Sunday, January 20, 2008

Texas Medical Board Complaint

I have received calls from physicians that find my blogs asking me to represent them before the Texas Medical Board. I refer physicians to one of my law partners, Jon Porter, Tim Weitz, or Jeff McDonald. Please go to our website at to read the bios of each of my partners.

Tuesday, January 15, 2008

Crimes and Nurses, Chapter 53 impact

At the upcoming Texas Board of Nursing meeting (1/17/08-1/18/08), the Board staff is going to present the following report to the Board. I wanted to put that report here in its entirety because the information can be very helpful when trying to make decisions about nursing and past crimes.

"Crimes that have a potential impact on the ability to practice a profession safely or predict how the nurse might treat vulnerable clients in his or her care must be considered as part of a licensing decision. Texas Government Code provides that the Board of Nurse Examiners is entitled to receive criminal background checks from the Texas Department of Public Safety (DPS) and the Federal Bureau of Investigation (FBI) for any licensed nurse, any applicant for licensure or any person requesting a determination of eligibility for license from the board.

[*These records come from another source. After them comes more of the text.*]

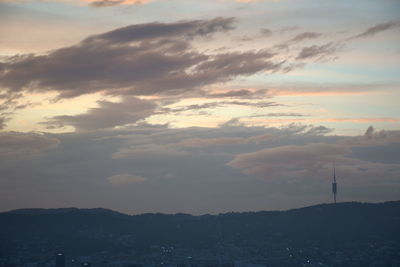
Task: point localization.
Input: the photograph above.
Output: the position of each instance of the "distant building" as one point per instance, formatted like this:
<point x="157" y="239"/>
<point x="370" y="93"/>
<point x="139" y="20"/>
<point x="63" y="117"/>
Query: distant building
<point x="334" y="186"/>
<point x="60" y="260"/>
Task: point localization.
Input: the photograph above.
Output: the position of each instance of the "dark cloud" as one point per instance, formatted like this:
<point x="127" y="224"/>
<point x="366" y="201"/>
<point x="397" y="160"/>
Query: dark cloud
<point x="107" y="115"/>
<point x="377" y="29"/>
<point x="106" y="3"/>
<point x="259" y="104"/>
<point x="17" y="143"/>
<point x="318" y="51"/>
<point x="310" y="161"/>
<point x="280" y="114"/>
<point x="155" y="30"/>
<point x="233" y="93"/>
<point x="304" y="36"/>
<point x="265" y="32"/>
<point x="294" y="167"/>
<point x="144" y="59"/>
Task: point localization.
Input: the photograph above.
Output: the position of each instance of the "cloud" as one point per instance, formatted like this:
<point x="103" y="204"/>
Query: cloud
<point x="144" y="59"/>
<point x="107" y="115"/>
<point x="233" y="93"/>
<point x="125" y="179"/>
<point x="378" y="28"/>
<point x="17" y="143"/>
<point x="3" y="122"/>
<point x="304" y="36"/>
<point x="310" y="161"/>
<point x="319" y="51"/>
<point x="373" y="137"/>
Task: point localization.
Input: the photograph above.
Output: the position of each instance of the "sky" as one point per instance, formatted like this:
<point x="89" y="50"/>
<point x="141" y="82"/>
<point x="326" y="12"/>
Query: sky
<point x="198" y="106"/>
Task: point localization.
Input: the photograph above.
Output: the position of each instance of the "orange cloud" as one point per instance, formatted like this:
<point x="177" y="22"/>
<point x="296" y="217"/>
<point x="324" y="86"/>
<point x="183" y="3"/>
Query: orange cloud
<point x="363" y="120"/>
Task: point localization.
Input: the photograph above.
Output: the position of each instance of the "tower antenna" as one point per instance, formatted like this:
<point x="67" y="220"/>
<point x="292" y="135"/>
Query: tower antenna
<point x="334" y="185"/>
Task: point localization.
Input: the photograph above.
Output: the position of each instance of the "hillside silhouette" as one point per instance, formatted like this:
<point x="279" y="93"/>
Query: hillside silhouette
<point x="318" y="234"/>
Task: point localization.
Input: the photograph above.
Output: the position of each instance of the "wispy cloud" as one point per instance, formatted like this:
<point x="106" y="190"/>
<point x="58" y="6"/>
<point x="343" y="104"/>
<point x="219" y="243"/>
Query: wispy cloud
<point x="378" y="28"/>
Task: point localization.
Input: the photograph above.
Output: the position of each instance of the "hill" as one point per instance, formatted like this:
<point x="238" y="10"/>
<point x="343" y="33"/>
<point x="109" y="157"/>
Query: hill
<point x="352" y="233"/>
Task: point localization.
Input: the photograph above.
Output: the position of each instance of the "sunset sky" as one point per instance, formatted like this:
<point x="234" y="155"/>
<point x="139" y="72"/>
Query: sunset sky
<point x="198" y="106"/>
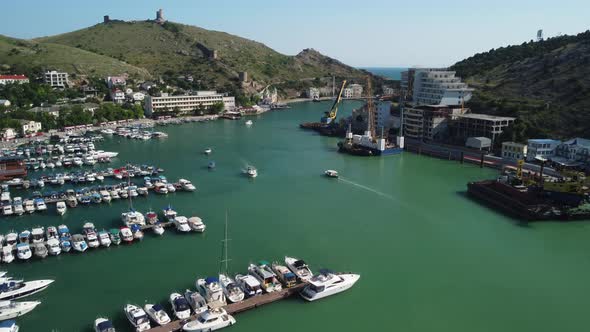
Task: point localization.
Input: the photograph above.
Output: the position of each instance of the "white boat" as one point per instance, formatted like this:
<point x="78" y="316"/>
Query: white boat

The number of positive hits (i.e. an individual with a reported crime on his or her criminal background record) reviewed or investigated by the Board has grown to approximately 3000 annually since the implementation of criminal checks through the F.B.I.

The Texas Government Code, Chapter 53, recognizes that there are some forms of criminal behavior which may have little potential impact on licensed occupational competency, and therefore should not affect an agency’s licensure decisions.

The Board has historically recognized the lack of public risk for many minor criminal offenses when they have been committed when the person was young and naive. For example, Rule 213.28(I)outlines the criteria for “youthful indiscretions” which would not impede a decision to license a nurse.

There are a number of minor crimes reported to the Board that appear to have little impact on the ability of an individual to practice nursing safely. Some crimes by there nature do not relate to nursing or there is little potential to associate the crime to the practice of nursing in a manner that would justify a licensure action.

Therefore, Staff believes that when confronted with a positive hit related to minor criminal conduct that meets a criteria similar to “youthful indiscretion” or does not justify application of chapter 53 there should be no impediment to licensure or license renewal. These crimes would not be listed on the Board’s Disciplinary Guidelines for Criminal Conduct.

1. One misdemeanor DWI/DUI (not on probation)
2. One misdemeanor offense of possession of marijuana
3. Up to two misdemeanor theft by check
4. One misdemeanor domestic/ family violence
5. One misdemeanor theft over $20 less than $250 (normally assoc. with shoplifting)
6. One misdemeanor shop lifting
7. One misdemeanor criminal mischief
8. Misdemeanor graffiti
9. One misdemeanor criminal trespass
10. One misdemeanor disorderly conduct
11. Up to two misdemeanor Public Intoxication
12. Up to two misdemeanor Pan handling
13. Misdemeanor “loud noise” violations
14. One misdemeanor Reckless driving
15. Misdemeanor minor in possession of tobacco
16. One misdemeanor selling alcohol to a minor
17. Failure to appear
18. Vehicular molestation (slashing tires)
These listed crimes are the types of crimes that staff has chosen not to open an investigation on based on the positive hit when the explanation for the conduct had no relation to patient care."